Poco a poco intento que la filosofía estoica vaya ganando enteros en mi día a día. Ellos llamaban a las emociones, pasiones.

Para los estoicos existían tres tipos de emociones: buenas, indiferentes y malas. Ellos se centraban en aprender a gestionar las malas, porque son las que nos perjudican negativamente, ya que emociones como la ira o la envidia pueden contaminar tu conducta y hacerte mucho daño, a ti mismo y a los demás.

Consideran que las emociones son estados físicos que sentimos como reacción a un pensamiento o a una situación.

Muchas emociones te impulsan a la reacción, a hacer algo como respuesta.

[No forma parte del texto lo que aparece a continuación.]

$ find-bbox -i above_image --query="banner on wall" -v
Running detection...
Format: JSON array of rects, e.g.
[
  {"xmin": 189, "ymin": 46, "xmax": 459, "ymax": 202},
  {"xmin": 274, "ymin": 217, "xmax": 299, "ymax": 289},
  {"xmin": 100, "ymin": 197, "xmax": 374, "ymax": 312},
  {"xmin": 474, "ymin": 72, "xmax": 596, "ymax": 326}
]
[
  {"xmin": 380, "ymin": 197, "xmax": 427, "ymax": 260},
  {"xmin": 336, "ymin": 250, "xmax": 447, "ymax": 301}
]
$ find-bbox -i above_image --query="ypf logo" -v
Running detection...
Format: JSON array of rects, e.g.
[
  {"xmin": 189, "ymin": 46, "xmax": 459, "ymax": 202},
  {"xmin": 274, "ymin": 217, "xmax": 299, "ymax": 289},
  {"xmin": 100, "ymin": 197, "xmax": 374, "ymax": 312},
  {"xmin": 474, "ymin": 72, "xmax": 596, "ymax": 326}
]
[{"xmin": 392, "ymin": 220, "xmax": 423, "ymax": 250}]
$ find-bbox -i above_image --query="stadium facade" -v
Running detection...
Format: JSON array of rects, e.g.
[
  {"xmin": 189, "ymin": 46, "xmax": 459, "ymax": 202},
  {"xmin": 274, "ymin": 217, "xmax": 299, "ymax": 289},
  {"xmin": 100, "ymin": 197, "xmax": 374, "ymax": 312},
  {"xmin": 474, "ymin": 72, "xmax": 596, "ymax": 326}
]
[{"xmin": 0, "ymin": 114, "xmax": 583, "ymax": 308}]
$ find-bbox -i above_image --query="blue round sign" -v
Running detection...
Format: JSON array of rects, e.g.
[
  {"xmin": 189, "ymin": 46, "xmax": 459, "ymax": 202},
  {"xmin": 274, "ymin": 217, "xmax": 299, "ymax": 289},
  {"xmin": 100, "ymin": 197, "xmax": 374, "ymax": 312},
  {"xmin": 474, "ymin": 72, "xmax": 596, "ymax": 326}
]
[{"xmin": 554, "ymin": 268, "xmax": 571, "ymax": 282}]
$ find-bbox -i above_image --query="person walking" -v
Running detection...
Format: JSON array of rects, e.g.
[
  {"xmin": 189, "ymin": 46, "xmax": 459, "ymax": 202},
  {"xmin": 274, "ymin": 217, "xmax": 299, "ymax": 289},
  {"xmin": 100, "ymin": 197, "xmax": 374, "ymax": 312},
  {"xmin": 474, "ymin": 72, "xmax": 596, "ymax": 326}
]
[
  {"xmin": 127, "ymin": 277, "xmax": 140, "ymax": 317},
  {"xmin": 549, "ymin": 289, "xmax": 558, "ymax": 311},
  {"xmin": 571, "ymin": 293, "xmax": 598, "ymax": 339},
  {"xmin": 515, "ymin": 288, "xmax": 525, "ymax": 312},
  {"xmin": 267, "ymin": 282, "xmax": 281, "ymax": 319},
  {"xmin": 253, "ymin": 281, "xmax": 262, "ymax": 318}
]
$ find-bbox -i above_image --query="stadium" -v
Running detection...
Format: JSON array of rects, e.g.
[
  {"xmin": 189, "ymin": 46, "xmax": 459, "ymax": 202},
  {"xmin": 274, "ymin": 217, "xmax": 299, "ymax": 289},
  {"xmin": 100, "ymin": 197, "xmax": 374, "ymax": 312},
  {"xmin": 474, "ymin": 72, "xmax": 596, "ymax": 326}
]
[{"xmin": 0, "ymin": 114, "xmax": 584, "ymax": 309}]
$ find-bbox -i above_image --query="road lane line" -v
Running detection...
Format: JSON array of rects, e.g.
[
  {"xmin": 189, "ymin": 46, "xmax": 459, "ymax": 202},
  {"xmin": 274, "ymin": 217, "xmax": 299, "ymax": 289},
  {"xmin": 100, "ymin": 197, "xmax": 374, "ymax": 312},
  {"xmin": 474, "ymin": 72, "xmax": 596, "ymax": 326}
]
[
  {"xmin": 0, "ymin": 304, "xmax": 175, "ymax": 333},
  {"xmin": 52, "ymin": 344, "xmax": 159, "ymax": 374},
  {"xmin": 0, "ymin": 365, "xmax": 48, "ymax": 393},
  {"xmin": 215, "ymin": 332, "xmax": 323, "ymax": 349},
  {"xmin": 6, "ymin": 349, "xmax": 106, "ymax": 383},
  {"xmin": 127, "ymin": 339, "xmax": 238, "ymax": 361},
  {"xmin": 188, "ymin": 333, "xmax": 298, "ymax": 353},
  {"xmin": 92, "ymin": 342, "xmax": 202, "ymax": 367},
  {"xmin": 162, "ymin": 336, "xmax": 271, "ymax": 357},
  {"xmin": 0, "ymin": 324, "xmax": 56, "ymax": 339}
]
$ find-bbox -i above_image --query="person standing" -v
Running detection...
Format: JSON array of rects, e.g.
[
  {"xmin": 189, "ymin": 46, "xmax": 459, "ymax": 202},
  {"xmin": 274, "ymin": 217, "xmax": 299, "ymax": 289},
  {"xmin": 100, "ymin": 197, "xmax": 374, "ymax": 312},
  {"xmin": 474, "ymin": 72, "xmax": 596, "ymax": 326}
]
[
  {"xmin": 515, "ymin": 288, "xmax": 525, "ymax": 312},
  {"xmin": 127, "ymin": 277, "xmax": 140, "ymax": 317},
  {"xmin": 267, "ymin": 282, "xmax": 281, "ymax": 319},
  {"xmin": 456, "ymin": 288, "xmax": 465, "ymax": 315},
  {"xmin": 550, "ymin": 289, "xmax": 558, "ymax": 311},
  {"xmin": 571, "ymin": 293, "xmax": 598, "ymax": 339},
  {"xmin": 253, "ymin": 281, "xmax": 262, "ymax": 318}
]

Y este es precisamente uno de los aspectos clave del estoicismo. Se trata de sentir las emociones, pero de manejarlas para que no condicionen negativamente tu conducta, y de esa forma evitar hacer o decir algo de lo que luego te vas a arrepentir.

Las emociones no puedes evitarlas, todos las sentimos y son inevitables y por lo tanto, no nos definen, lo que realmente nos define es como las gestionamos, lo que hacemos o no hacemos con ellas.

Según el estoicismo no son tus emociones, sino tu conducta, lo que marca la medida de tu verdadero valor.

La demora de la gratificación y las finanzas personales

Ahorrar no significa no gastar, sino diferir el momento del gasto a otro posterior de mayor necesidad o deseo, por lo tanto, para la demora de la gratificación, hazte una pregunta: ¿Qué pasa si no lo compro? Si la respuesta es nada, no lo compres…

Hay que encontrar el equilibrio entre vivir el presente y planear el futuro. Todo lo que hagas hoy, tendrá sus consecuencias mañana.

En base a mi experiencia personal, intento vivir hoy de tal forma que mañana pueda vivir mejor, y yo lo entiendo desde el ahorro y la inversión.

Valoro el dinero desde el punto de vista del tiempo, ya que cuando trabajas, es tu tiempo lo que realmente intercambias por el dinero, y nunca podrás recuperar ese tiempo.

Teniendo esto presente, cuando voy a comprar algo, pienso en cuantas horas de trabajo he necesitado o voy a necesitar para pagarlo y de esa forma he aprendido a valorar las cosas de otra forma.

Esto nos lleva a estudiar el coste de oportunidad, que no es más que tener en cuenta lo que dejamos de percibir o a lo que renunciamos, normalmente dinero y/o tiempo, cuando tomamos una decisión u otra. El término coste de oportunidad también es denominado como “el valor de la mejor opción no seleccionada”.

Conclusión

En definitiva, tenemos que tener claro que controlar la demora de la gratificación no es nada fácil, dominar nuestras emociones, tener autocontrol, etc. es un trabajo diario que conlleva motivación, fuerza de voluntad y una serie de herramientas y técnicas de las cuales, cuanto antes dispongamos de ellas, más posibilidades tendremos de vivir una vida con sentido, una vida virtuosa.

Y ganas, a la vida hay que echarle ganas.